ChamomileTea4Me's picture

Ooohhhh...I feel ya on that, CLove!  I've said that so many times!  SD17 is a lost cause, I'm afraid, when it comes to lifting a finger to help with yard work, but thankfully SSs are coming around.  Recently when MR. ED and I were getting ready to work in the yard, SS15 perched on the sofa with his phone asked, "Are we doing anything FUN today?"  I looked blankly at him and said, "Not unless you two help out in the yard.  We're going to be too tired," and walked outside.  The little one jumped to it and a few minutes later the older followed.  They actually did a lot of work that day and we took them out for ice cream.  
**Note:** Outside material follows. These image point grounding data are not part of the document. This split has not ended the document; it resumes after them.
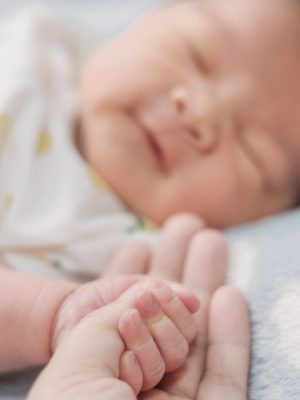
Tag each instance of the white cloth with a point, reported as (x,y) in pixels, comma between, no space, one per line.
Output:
(56,214)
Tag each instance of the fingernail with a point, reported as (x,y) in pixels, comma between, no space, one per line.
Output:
(135,318)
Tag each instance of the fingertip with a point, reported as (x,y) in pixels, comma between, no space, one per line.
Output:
(231,314)
(130,371)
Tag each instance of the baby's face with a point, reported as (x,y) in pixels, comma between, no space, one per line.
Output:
(196,109)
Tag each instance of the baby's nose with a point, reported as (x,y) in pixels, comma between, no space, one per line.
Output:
(199,125)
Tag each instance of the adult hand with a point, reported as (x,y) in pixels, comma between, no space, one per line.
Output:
(217,365)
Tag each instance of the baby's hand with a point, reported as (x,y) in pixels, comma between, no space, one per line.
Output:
(157,333)
(154,321)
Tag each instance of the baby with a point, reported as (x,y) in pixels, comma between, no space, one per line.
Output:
(195,109)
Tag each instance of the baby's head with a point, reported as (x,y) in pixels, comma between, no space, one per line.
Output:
(197,109)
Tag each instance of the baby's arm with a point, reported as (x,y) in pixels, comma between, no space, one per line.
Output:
(28,307)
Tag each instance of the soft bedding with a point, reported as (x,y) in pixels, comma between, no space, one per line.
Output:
(265,256)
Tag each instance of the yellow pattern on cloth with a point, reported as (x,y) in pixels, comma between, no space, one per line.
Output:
(144,224)
(44,144)
(99,184)
(4,124)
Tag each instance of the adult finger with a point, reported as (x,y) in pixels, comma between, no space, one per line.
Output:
(204,272)
(169,257)
(132,258)
(227,362)
(130,371)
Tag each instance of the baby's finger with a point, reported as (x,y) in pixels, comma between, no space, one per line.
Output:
(172,344)
(168,259)
(138,339)
(130,371)
(205,270)
(132,258)
(173,306)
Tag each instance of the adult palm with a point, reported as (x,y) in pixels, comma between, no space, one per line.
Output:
(217,366)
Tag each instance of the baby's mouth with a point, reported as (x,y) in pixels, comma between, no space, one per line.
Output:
(153,143)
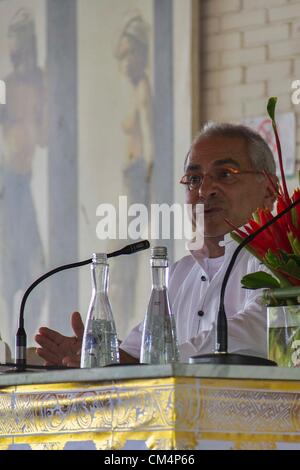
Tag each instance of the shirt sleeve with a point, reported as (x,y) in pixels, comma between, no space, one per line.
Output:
(247,329)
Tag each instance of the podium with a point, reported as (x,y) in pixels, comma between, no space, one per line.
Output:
(151,407)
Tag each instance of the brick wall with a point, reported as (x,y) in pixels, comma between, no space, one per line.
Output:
(250,51)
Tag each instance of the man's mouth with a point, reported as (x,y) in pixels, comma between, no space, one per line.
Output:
(212,210)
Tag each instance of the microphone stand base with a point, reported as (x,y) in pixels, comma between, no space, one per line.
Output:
(231,359)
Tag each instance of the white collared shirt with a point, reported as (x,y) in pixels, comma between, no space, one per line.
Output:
(191,291)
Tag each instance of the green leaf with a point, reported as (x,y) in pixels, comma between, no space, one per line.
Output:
(291,268)
(259,280)
(271,107)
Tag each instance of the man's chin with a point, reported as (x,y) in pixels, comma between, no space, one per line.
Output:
(216,231)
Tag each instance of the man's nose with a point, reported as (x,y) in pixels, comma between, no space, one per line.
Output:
(208,186)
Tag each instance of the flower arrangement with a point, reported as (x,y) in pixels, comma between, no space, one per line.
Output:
(278,246)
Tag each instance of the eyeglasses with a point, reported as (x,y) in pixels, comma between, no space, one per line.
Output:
(222,175)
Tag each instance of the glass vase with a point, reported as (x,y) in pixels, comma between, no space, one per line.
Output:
(284,335)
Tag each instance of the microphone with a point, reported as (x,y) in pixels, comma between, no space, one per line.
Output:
(21,340)
(220,354)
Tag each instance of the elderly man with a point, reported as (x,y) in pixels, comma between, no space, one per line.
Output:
(224,172)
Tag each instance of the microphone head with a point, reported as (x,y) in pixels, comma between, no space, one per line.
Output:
(132,248)
(135,247)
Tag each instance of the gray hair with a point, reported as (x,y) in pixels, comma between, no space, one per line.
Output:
(259,152)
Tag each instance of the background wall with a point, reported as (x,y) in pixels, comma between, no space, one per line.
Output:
(237,54)
(250,51)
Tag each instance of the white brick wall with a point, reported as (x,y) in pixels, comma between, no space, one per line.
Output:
(218,7)
(266,35)
(251,51)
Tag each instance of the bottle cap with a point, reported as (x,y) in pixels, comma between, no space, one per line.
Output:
(159,252)
(99,258)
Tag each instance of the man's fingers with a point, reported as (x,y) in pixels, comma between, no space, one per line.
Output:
(77,325)
(47,343)
(48,356)
(53,335)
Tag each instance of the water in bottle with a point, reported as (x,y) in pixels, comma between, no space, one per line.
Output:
(100,342)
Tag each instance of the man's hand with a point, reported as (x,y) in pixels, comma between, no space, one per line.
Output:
(57,349)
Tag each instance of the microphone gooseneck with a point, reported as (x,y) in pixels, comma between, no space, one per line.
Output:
(21,339)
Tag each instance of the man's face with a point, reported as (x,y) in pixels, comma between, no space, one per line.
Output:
(233,200)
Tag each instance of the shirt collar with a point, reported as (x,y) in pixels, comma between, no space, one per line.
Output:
(200,256)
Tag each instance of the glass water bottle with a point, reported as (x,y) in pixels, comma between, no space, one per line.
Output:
(159,340)
(100,342)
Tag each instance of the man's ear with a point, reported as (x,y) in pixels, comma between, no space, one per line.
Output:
(271,192)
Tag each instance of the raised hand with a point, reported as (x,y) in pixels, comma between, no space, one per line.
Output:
(57,349)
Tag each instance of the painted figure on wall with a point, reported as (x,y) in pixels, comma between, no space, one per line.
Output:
(132,52)
(23,126)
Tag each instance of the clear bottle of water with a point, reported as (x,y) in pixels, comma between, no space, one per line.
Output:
(159,340)
(100,342)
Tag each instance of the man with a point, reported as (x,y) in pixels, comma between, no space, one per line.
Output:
(224,172)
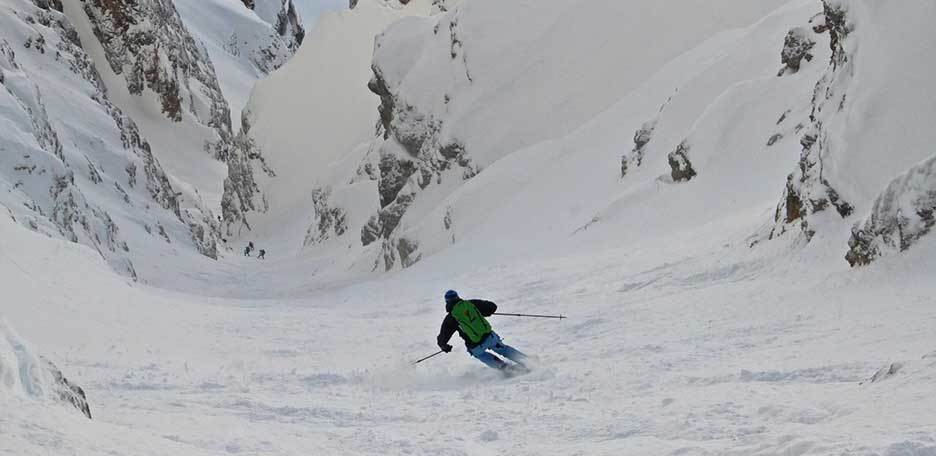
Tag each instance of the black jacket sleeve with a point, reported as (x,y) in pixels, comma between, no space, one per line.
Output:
(449,326)
(487,308)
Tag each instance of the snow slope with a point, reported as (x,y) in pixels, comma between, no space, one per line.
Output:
(711,313)
(310,118)
(244,47)
(73,164)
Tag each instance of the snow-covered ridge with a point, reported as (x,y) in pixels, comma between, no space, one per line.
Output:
(476,87)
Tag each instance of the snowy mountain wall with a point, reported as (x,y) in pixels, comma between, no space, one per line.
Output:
(143,151)
(312,120)
(494,130)
(75,165)
(867,137)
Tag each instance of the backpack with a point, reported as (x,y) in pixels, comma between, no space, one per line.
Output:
(470,321)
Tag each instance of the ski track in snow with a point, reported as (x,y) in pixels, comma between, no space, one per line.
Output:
(681,339)
(686,352)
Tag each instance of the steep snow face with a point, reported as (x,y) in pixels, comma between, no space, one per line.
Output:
(460,91)
(73,164)
(312,120)
(866,131)
(245,43)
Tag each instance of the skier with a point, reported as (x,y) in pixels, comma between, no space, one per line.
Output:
(467,317)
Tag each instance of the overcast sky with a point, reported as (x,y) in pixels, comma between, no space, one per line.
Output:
(310,9)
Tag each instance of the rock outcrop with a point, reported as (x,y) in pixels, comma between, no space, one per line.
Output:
(903,213)
(797,46)
(329,220)
(288,32)
(241,192)
(25,373)
(642,138)
(807,190)
(681,169)
(67,174)
(412,156)
(147,43)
That's also how the chores-while-you're-visiting thing came about.  SS15 said to me one day, "Somebody needs to take the trash out!"  I said, "The smeller's the feller!" and again walked away.  He was irritated, but he did it.  That night MR. ED decided it was forever more his "chore" while visiting.  

CLove's picture

Oh boy, that one gets under my skin, too.

I used to love to go out and do fun things, had hopes that it was good bonding time. Now Im at the point I want to just go out alone or with friends.

ITB2012's picture

I could have written this during the "everyone is awesome" phase (before anniversary number one).

I'm now wondering why I ever thought any of that would work. All the kids have chores. That at least I accomplished during the "awesome" phase. But the rest sunk to the bottom of the step hell sea.

 

ChamomileTea4Me's picture

I'm not a new SP...6 years in, 6 kids in all.  I was just sharing a few things that actually DID help or ARE helping in my personal situation hoping it might spark a helpful idea for someone else.  Believe me...there is plenty that doesn't work around our house.  I've completely disengaged from some SKIDS, but others I still have a good relationship with.  Our house does run a million times better than it did years ago, so we've made some progress.  I would LOVE to hear things that HAVE worked in your situation.  

Your comment sounded like I was a hopeful new SP.  I am not.  I'm a veteran who is working very hard with MR. ED to make our lives better.  I'm sorry things seem to have gotten so rough with you and DH.  I sincerely hope you find some hope about it all or at least some peace.  We all deserve that!